The likely rocket option is the 2.75-inch Hydra family, including APKWS laser-guided rockets when fitted with the precision guidance section. APKWS II converts an unguided Hydra rocket into a precision weapon designed to destroy targets while limiting collateral damage, making it relevant against soft and lightly armored threats, including fast boats operating in congested maritime areas.

The MH-60 Seahawk adds a different but complementary capability. The Seahawk family is a twin-engine naval helicopter used for anti-submarine warfare, search and rescue, anti-ship warfare, cargo lift, and special operations, while the MH-60S is assigned to surface warfare, combat search and rescue, airborne mine countermeasures, and combat support missions.

In Hormuz, the Seahawk’s value lies in shipborne reach. Operating from destroyers, cruisers, amphibious assault ships, or carriers, it can extend a warship’s defensive perimeter beyond the horizon, identify suspicious contacts, cue surface combatants, and attack small craft before they reach launch distance for rockets, machine guns, or short-range missiles.

The Iranian boats have not been publicly identified by class, but the IRGC Navy’s fast-attack inventory includes lightly built craft optimized for speed, surprise, and mass.

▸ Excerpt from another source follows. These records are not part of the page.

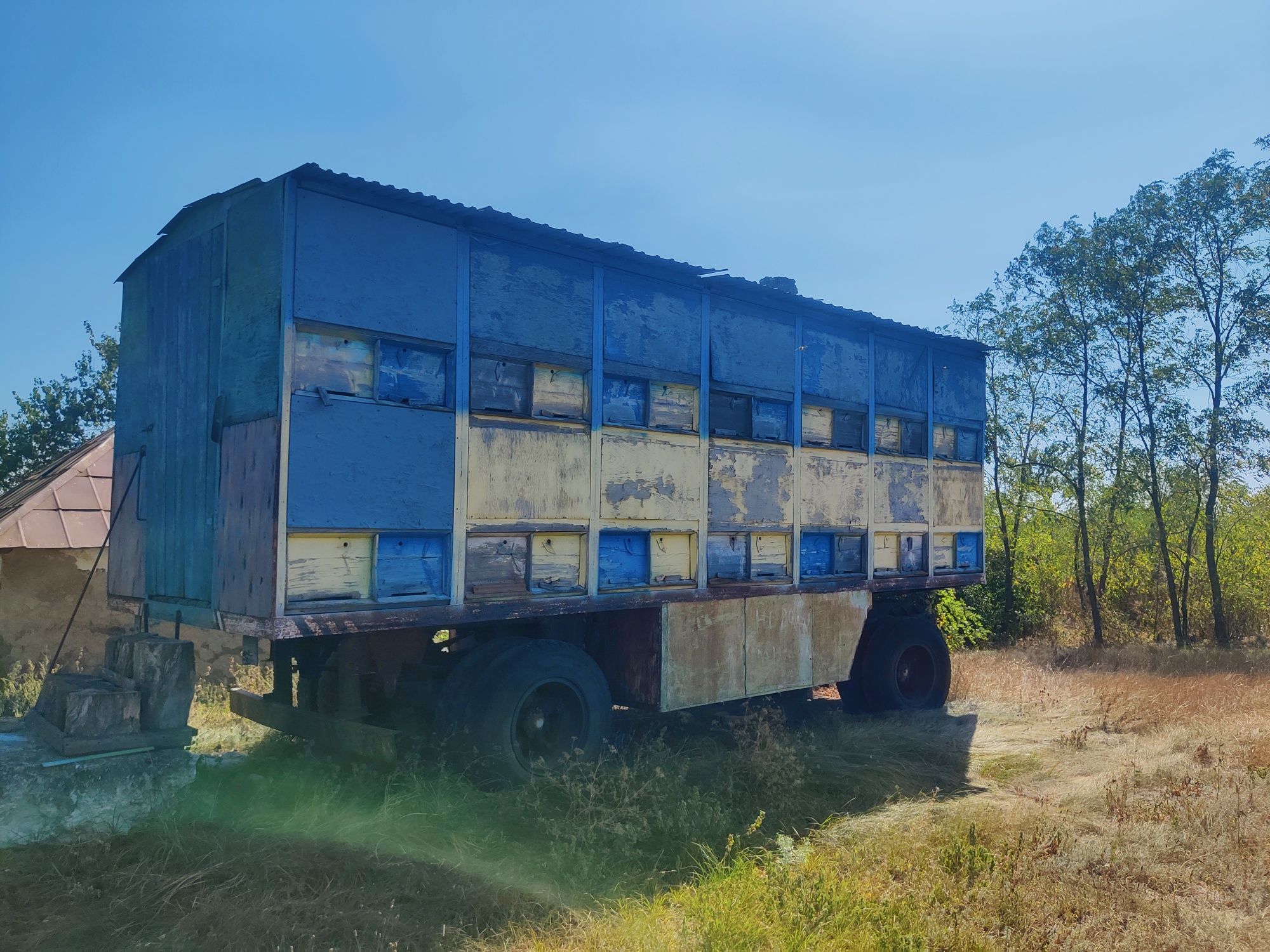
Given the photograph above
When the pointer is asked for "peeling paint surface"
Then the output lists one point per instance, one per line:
(703, 653)
(526, 296)
(751, 347)
(368, 268)
(958, 496)
(959, 387)
(496, 565)
(650, 477)
(556, 563)
(652, 324)
(836, 364)
(901, 375)
(835, 488)
(529, 472)
(751, 486)
(900, 492)
(328, 567)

Iranian small boats are often armed with heavy machine guns, rocket launchers, and in some cases anti-ship missiles, and they are used as part of a wider threat system including shore-based missiles, drones, mines, and electronic interference.

Comparable IRGC missile boats include the Peykaap/Zolfaghar family, a small fast guided missile boat of roughly 14 tons with a crew of three, diesel propulsion, speeds around 50–52 knots, and weapons such as 12.7mm machine guns, Kowsar/TL-10 missiles, or C-704/Nasr-1 anti-ship missiles with ranges listed around 37 km. Such boats are not survivable against armed helicopters in open water, but they are dangerous when mixed with civilian traffic, coastal clutter, night movement, or simultaneous drone and missile attacks.

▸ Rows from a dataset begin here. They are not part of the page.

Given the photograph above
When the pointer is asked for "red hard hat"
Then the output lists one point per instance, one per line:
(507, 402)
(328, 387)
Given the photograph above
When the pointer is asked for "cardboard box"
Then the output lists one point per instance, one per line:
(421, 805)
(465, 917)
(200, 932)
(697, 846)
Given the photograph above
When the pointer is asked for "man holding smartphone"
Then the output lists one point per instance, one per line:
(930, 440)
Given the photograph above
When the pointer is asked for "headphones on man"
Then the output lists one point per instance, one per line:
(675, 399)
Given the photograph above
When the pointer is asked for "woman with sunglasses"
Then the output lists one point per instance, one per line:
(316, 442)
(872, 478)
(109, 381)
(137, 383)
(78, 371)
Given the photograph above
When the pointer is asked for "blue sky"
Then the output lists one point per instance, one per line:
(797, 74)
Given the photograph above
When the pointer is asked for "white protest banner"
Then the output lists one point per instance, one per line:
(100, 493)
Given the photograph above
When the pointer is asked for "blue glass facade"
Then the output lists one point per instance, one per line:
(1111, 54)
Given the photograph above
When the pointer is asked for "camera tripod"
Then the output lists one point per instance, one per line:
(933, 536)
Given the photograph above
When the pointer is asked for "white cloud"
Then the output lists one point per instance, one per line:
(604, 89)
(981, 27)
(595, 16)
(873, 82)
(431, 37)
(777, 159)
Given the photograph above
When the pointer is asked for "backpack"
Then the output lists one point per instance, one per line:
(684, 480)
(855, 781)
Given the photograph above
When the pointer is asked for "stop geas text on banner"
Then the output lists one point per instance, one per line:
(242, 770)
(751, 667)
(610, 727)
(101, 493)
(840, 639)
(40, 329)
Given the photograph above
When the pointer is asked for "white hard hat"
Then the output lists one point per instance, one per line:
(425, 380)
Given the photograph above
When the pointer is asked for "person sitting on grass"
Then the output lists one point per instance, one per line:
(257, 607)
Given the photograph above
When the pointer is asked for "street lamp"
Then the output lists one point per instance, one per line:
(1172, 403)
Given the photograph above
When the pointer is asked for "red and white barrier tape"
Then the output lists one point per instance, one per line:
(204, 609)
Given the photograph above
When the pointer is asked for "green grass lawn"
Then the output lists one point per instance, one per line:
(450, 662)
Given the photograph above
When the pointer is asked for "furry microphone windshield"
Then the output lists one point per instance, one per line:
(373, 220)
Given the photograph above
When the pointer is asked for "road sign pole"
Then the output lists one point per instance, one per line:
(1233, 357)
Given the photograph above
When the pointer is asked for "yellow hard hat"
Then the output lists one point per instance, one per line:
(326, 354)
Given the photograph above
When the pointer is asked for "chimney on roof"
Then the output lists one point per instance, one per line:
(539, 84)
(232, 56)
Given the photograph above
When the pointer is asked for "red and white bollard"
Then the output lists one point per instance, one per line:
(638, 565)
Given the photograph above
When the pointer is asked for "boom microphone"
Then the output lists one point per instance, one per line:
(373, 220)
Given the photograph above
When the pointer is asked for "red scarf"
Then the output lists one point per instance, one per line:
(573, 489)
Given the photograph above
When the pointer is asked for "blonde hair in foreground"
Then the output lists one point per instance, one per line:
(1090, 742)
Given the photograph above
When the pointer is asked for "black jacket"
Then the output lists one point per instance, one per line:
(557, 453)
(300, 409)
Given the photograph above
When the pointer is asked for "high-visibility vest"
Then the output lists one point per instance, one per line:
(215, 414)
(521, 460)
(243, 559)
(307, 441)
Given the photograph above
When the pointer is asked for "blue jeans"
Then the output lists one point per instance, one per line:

The tactical contest is therefore not about one small boat defeating a U.S. destroyer. It is about compression of decision time. A fast boat running at 50 knots can close distance quickly in the narrow Strait of Hormuz, forcing commanders to classify intent, protect merchant ships, and avoid misidentification in minutes. This is why the helicopter layer is decisive: it gives commanders a mobile sensor-and-fire element able to hover, slow down, turn inside the threat, and attack from angles that shipboard guns may not cover cleanly.

Cooper’s statement that he would normally expect 20 to 40 Iranian small boats but saw only six suggests that U.S. strikes and pressure have degraded IRGC maritime activity, though not eliminated the threat. Iran’s smaller craft remain easier to hide than frigates or corvettes, and their crews can still exploit coves, civilian anchorages, coastal tunnels, and darkness to challenge commercial movement.

The operational lesson is clear: Project Freedom is becoming a combined-arms maritime security operation, not simply a naval transit mission. Destroyers provide air and missile defense, fighters and ISR aircraft manage the wider battlespace, and helicopters act as the close-in counter-swarm force. This division of roles gives U.S. commanders the ability to defeat small boats without pulling major warships into every close-range encounter.

Strategically, the destruction of six Iranian boats sends a deterrent signal beyond the tactical result. It tells Tehran that small-boat harassment will be answered immediately, while reassuring shipowners that the United States is willing to use lethal force to keep the cleared lane open. The remaining risk is escalation: every successful helicopter engagement protects shipping, but every engagement also brings U.S. crews closer to Iranian shore-based missiles, air defenses, drones, and political decision points in a crisis where tactical seconds can shape strategic outcomes.